Baylian, I'm not offended by the post, because I know it expresses what many people feel, but I'd like to express my opinion too.
When a cashier at a coffee shop says "Merry Christmas" when she gives me my receipt, I sometimes get this sinking feeling in the pit of my stomach. While I don't personally subscribe to any organized religion, I am acutely aware that my heritage is so wrapped up with an organized religion, that it is impossible to separate "my" history from religion. I know that if the Jews in America were ever rounded up and taken away to a camp, I would be taken right along with the most orthodox person in my neighborhood. Saying "Merry Christmas" to someone is not the same as saying "Happy Thanksgiving". In a way, when someone looks me in the eye and says "Merry Christmas", they might as well be saying "I do not recognize your history or your heritage or that America is a country where people of all kinds can live together in mutual respect".

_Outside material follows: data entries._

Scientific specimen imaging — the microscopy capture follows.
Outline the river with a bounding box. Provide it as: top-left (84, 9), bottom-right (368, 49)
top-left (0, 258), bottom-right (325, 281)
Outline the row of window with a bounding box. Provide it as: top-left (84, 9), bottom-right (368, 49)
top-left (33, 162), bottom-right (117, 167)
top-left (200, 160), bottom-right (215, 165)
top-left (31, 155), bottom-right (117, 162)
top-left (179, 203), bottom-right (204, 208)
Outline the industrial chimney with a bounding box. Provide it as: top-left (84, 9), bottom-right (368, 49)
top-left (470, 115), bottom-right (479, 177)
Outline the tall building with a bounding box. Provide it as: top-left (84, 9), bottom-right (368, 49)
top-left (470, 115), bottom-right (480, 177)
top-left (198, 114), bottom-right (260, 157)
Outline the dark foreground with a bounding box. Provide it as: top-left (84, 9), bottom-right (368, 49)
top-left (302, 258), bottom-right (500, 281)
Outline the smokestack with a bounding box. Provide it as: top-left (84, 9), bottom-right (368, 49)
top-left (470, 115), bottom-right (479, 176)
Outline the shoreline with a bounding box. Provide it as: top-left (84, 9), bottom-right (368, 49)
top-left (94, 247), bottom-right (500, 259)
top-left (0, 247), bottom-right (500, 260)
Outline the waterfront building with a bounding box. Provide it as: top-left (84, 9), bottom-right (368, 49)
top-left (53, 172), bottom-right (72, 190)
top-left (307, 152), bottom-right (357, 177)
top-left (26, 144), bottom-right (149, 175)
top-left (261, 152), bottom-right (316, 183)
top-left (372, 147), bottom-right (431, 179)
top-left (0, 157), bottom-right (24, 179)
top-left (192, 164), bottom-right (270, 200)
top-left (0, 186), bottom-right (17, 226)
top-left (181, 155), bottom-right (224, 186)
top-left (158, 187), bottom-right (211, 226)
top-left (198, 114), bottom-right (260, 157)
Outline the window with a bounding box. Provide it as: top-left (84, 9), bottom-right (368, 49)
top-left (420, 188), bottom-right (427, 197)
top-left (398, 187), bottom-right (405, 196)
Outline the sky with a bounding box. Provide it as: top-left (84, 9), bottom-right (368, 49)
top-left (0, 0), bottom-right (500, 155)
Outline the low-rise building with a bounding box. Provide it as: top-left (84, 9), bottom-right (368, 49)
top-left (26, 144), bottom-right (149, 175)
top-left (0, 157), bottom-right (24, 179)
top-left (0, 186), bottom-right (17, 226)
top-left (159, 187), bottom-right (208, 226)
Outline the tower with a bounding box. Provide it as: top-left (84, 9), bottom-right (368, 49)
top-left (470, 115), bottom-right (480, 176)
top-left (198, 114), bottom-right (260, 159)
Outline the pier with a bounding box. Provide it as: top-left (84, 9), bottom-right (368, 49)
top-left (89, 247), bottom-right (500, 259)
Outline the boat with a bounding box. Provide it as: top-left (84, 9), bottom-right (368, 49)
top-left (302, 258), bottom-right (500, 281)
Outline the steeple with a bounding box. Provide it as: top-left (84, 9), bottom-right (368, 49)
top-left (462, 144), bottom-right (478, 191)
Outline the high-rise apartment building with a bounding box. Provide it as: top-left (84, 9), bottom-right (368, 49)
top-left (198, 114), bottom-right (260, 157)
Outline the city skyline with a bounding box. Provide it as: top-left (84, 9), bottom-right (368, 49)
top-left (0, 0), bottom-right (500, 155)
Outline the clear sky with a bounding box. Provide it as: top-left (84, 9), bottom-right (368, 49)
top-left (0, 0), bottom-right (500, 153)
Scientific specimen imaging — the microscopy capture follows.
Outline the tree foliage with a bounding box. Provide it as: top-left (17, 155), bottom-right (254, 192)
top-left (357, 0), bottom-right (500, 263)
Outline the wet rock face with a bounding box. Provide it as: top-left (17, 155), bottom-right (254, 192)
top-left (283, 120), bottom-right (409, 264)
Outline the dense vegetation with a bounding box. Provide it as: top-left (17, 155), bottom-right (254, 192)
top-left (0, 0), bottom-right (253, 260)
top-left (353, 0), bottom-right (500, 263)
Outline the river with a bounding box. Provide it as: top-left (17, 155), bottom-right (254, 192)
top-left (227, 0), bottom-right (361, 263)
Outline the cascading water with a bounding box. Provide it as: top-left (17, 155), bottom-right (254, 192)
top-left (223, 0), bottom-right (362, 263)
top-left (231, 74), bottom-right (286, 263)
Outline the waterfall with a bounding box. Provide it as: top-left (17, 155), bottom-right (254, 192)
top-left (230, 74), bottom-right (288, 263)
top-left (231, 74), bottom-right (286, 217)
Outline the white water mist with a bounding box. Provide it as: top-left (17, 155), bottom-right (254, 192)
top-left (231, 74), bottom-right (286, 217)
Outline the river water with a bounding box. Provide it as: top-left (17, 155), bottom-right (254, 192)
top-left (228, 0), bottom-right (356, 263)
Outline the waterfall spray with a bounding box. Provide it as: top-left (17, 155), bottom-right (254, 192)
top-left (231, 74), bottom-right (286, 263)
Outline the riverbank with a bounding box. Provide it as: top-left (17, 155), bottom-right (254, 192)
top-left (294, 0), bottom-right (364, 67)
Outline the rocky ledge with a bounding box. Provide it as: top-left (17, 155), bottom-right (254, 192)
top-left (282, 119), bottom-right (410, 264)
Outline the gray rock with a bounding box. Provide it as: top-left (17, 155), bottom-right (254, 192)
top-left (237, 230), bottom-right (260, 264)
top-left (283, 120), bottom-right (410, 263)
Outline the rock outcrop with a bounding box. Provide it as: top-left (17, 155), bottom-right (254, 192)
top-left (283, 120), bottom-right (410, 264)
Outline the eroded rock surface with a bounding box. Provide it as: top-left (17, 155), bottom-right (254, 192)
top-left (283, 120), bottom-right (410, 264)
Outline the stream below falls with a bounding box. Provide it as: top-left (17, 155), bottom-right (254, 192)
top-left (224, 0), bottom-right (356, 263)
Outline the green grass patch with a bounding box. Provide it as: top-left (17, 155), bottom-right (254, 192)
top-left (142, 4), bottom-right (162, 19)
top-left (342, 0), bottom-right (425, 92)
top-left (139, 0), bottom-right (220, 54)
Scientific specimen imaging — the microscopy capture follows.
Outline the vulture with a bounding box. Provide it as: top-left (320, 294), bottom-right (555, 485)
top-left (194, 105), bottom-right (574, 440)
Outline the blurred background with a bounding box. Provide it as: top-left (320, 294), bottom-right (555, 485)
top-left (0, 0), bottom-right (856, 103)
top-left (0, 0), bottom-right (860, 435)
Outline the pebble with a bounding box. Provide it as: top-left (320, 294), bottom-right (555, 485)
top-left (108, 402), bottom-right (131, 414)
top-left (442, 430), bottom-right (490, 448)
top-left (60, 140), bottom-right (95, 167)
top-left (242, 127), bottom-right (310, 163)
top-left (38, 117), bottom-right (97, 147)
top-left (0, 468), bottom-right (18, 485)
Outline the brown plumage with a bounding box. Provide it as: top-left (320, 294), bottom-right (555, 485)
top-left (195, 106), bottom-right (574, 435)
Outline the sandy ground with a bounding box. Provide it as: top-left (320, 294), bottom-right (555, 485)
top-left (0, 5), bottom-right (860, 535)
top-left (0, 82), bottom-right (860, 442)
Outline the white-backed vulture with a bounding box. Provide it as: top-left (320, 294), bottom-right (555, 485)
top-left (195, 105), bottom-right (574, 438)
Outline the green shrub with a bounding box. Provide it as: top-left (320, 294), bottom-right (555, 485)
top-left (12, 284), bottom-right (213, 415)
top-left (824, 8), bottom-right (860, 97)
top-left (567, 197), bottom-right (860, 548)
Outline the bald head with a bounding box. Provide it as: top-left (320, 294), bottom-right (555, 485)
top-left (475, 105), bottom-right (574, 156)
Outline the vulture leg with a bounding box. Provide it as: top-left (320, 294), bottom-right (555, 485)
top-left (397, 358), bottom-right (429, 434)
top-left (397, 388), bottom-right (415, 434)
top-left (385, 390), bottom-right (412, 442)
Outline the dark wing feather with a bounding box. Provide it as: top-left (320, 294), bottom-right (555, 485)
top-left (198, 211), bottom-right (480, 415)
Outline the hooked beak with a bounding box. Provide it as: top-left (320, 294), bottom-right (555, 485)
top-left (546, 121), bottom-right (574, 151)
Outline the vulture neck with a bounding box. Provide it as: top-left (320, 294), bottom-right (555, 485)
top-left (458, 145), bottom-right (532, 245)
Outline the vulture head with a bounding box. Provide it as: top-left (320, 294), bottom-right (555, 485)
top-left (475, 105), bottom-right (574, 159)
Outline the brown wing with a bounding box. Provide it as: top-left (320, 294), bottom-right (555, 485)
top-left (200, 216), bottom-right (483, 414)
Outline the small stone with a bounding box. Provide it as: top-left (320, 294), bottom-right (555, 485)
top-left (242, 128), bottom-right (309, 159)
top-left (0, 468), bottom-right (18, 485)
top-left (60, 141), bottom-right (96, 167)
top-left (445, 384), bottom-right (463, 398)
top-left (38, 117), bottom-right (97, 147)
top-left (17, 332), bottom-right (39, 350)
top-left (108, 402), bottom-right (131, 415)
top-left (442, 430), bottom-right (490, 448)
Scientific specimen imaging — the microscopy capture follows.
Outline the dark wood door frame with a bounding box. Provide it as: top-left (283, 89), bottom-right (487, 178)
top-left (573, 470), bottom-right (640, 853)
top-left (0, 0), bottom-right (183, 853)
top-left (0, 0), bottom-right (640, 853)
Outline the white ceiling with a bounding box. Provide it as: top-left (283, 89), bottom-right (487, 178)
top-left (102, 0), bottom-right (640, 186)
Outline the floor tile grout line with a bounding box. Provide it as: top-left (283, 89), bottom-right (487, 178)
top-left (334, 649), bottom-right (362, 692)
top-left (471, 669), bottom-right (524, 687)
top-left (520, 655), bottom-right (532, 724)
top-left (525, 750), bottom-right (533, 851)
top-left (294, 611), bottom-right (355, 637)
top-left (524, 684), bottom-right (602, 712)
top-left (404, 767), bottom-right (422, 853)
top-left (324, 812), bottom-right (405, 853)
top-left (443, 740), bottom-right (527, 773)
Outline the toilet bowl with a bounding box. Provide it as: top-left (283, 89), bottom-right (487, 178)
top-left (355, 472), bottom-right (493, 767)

I don't think I'm an extremist on this issue at all. I enjoy the Christmas windows at Lord & Taylor, and the beautiful tree at Rockefeller Center, and I take no issue with such things. I just want people who are addressing me directly, whether face to face, or in a card sent to my home or office, to be thoughtful enough to recognize that I am not a Christian.
So, I respectfully disagree with Go Fish. And, while I appreciate Tami's post, I want to remind her that some people in this country believe that Saturday is the day family members should spend together, away from work, and that some people don't believe in missionaries and prostelitizing.
And finally, I want to say that to me, the thing that makes this country so great is its freedoms and respect for all kinds. Sometimes we Americans may have a tendency to take this for granted because we've lived with it all our lives, but all you have to do is read a few newspaper headlines to know that this society of ours is a rare and precious thing, to be protected and preserved by each of us.